We have examined these cases and we do not think the facts fit the cause under consideration. In this case plaintiff testified that her foot turned and she was so shaken up, in getting down from the steps of the car to the platform, that she suffered pain, went to her house, a short distance, and took her bed, and continued in bed until the miscarriage, which was a short time thereafter. We do not think it would require expert testimony to prove the facts thus related by plaintiff, and the jury had a right to infer from all the facts and circumstances, admitted as testimony in the case, that the miscarriage resulted from the shake up in getting off the train.

3. As to the items of expenses for physician, medicine, etc., we think, under the general rule, the defendant is correct in its contention that they are not proper items of damages in a case of this kind, where they are not paid by plaintiff at the time the action is brought, and where she is a married woman and lives with her husband. In such case the duty would devolve upon the husband to pay these expenses, unless, under certain conditions, she was to pay the same out of her separate earnings. But it does not appear from the verdict in this case that there was anything assessed for these items of expenses, and the amount of the verdict is not excessive, and the defendant does not complain that the verdict was excessive, but complains only of the instruction of the court to the effect that the jury might take into consideration these items. This being the case, this court has often held that a reversal cannot be urged on this ground.

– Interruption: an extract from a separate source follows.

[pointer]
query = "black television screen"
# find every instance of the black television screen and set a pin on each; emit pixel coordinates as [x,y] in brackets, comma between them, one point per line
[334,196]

Ft. Smith W. R. Co. v. Moore, 66 Okla. 322, 169 P. 904, paragraph 4 of the syllabus states the following rule:

"It is the duty of defendant in a damage suit to present to the court by way of requested instruction or in some manner to call the court's attention to the defendant's theory as to what matters the jury may consider in assessing damages. In case of failure on the part of the defendant so to do, and a verdict is rendered for damages which from the evidence is not excessive, and the defendant has made no assignment of error that the verdict is excessive, a cause will not be reversed because the court's instruction may not accurately define the measure of damages."

When the court gave the instruction complained of, it does not appear, from the record, that defendant made any suggestion to the court to correct the same, and did not request a correct instruction as to the measure of damages, but simply sat by and announced an exception, and this court has held in numerous decisions that this is not sufficient objection on the part of the complaining party to urge a reversal on appeal. Dodson Williams v. Parsons, 62 Okla. 298, 162 P. 1090; Potts v. Zolinger, 79 Okla. 262, 192 P. 1099.

The judgment of the court should be affirmed.